JC: Molti gli influssi e le ispirazioni finora riscontrate: ma come davvero definiresti il tuo stile e il tuo operato?
MB: Mi sento principalmente un ricercatore di suoni che lavora in àmbiti più o meno creativi. Una delle cose che mi piace di più è proprio scovare sonorità interessanti, nel mio ultimo lavoro Duets (per Caligola records con Succi, Di Bonaventura, Gallo, Vitous, Barbiero) trovo ci siano tra le cose migliori che abbia fatto in questo senso: ho usato una marea di strumenti ed effetti e credo mi rappresenti a pieno.
JC: La pratica musicale vive anche nell’insegnamento e magari nella diffusione in più vasto àmbito – visto che sei intento anche nella preparazione di un volume.
MB: Insegno da tanti anni ma sempre con moderazione, al massimo un paio di pomeriggi alla settimana, ho degli allievi molto bravi e che mi danno soddisfazione ma voglio concentrarmi maggiormente sullo studio, la composizione e avere il tempo per preparare bene tutti i miei progetti che sono tanti.

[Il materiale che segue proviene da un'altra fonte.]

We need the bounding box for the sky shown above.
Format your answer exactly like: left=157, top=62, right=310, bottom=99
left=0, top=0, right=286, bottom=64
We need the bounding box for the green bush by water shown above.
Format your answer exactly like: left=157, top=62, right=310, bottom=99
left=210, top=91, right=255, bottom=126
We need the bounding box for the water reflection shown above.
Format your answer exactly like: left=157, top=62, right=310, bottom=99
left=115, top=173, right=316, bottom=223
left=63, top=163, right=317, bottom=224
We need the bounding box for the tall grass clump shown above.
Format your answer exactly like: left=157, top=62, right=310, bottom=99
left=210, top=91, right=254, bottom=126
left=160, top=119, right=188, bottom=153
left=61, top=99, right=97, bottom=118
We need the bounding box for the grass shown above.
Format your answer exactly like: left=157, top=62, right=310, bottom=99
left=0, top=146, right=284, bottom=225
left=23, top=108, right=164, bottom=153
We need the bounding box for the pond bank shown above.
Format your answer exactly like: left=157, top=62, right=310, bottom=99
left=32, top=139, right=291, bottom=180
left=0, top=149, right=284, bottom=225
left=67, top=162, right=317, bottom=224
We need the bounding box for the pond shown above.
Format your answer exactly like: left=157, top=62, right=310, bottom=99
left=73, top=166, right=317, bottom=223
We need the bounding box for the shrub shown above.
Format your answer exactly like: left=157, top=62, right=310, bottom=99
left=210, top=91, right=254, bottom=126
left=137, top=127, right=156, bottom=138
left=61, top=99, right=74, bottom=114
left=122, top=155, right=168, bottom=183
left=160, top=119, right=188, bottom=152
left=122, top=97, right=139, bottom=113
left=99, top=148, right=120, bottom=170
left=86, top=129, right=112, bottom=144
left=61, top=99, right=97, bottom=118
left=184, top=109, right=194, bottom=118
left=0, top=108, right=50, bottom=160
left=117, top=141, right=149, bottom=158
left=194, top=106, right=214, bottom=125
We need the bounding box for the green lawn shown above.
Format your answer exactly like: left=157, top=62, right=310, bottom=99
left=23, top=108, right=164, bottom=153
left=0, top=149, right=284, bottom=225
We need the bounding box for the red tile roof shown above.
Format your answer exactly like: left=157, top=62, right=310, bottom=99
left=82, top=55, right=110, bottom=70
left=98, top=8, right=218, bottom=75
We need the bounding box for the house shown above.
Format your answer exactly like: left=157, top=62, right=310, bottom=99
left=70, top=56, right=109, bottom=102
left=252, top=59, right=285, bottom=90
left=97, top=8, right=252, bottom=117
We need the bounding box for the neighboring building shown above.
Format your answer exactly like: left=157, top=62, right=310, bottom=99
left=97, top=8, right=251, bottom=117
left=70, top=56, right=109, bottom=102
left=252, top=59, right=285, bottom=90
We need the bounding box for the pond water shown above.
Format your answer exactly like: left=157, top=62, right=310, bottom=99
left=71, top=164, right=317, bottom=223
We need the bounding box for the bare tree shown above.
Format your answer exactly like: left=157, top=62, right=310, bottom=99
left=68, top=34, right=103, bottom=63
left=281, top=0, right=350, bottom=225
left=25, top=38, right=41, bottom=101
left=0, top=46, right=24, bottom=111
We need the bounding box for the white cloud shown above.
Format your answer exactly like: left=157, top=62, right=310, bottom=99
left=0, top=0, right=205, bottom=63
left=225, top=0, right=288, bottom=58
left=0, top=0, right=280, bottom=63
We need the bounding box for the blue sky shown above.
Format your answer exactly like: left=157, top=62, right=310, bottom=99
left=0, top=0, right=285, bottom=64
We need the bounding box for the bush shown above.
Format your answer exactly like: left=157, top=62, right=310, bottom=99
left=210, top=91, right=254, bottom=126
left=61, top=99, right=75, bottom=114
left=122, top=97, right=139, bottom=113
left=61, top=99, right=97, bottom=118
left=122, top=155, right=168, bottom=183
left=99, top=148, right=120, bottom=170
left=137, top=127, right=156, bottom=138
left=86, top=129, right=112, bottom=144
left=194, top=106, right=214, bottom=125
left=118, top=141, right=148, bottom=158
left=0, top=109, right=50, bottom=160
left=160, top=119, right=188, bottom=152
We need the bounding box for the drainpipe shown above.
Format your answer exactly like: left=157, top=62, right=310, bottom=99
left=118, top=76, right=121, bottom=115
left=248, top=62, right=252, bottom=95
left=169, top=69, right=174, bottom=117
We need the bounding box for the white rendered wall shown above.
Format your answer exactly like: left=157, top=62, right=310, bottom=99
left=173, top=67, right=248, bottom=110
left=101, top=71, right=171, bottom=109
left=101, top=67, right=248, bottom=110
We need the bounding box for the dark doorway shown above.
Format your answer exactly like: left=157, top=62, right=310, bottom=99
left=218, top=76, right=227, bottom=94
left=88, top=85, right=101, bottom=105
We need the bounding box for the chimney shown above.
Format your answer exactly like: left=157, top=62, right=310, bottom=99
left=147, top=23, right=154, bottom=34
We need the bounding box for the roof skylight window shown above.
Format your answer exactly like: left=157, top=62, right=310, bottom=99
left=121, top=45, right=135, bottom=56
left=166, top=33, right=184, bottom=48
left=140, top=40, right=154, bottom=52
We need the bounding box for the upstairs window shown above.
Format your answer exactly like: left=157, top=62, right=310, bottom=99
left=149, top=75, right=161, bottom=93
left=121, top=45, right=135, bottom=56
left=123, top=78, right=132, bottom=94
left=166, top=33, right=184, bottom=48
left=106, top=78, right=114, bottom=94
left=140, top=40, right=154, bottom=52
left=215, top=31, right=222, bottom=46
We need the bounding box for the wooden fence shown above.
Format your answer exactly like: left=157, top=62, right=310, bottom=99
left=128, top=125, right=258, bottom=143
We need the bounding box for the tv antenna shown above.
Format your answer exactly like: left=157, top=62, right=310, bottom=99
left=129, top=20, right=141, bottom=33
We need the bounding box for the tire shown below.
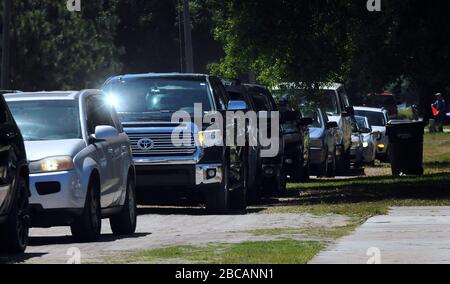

Ultimamente sto appunto lavorando ad un metodo per chitarra che uscirà per fingerpicking.net e sarà distribuito dalle Edizioni Curci, ne sono contento, ci lavoro da un bel po’ e spero verrà adottato da molti insegnanti: si chiamerà “Manuale di sopravvivenza per il Chitarrista curioso” e uscirà per l’estate e tratterà argomenti che normalmente non sono su un unico libro.
JC: Qual è lo stato di salute della musica (tutta inclusa) oggi e della sua fruizione?
MB: Negli ultimi anni è cambiata molto la fruizione musicale, io ad esempio negli anni ottanta compravo un disco ogni tanto e lo consumavo, i giovani di oggi hanno molte più possibilità d’accesso, ma alla fine credo che scaricarsi tutte le discografie di ogni artista sia diventata una sorta di collezionismo virtuale e fine a sé stesso, con il risultato che si approfondisce molto poco.
JC: E del jazz in particolare?
MB: Forse è rimasto qualche appassionato in più che vuole il CD vero e proprio, ma anche nel jazz la maggioranza scarica la musica illegalmente o su iTunes, come per gli altri generi.
JC: Qual è il tuo personale bilancio del mestiere dell’artista?
MB: È una sorta di missione, io studio giornalmente molto, è faticoso ma anche molto appassionante, ci vuole molta disciplina, si passa da periodi di grande lavoro con concerti importanti e registrazioni a momenti di apatia, tutto ciò è un po’ snervante, magari non ci sono concerti per un mese e questa cosa la patisco molto. Ho finalmente trovato una ragazza molto in gamba che sta provando a vendere alcuni miei progetti, si chiama Maddalena Sarotto ed ha aperto una agenzia di booking e management, ha molte idee e stanno uscendo delle belle cose, è un gran sollievo sapere che c’è qualcuno che si occupa di trovarti del lavoro, questa è una cosa che ho sempre fatto da solo e che mi ha portato via un sacco di tempo quindi sono un po’ più rilassato. Se non avessi però dei progetti con grandi nomi non suonerei quasi per niente: avevo molti bei progetti con bravissimi musicisti italiani, ma sono fermi da tempo perché i festival devono fare cassetta e chiamano solo personaggi famosi o che vanno di moda, i club quasi sempre hanno budget minimi e spesso non consentono nemmeno di pagarsi le spese di viaggio. Sono veramente peggiorate tantissimo le cose. Con l’apertura al jazz nei conservatori, molti noti e ottimi musicisti hanno trovato un posto fisso e risolto i problemi economici, ma ora le cattedre sono praticamente esaurite e la marea di giovani che escono da tutte le scuole che abbiamo creato cosa faranno? Anche per questo auspico davvero che si torni ad investire sulla cultura in maniera seria. Per concludere, il mestiere del jazzista è cambiato molto e ora in molti si inventano degli spazi e creano eventi dove suonare: è una nuova via per sopravvivere.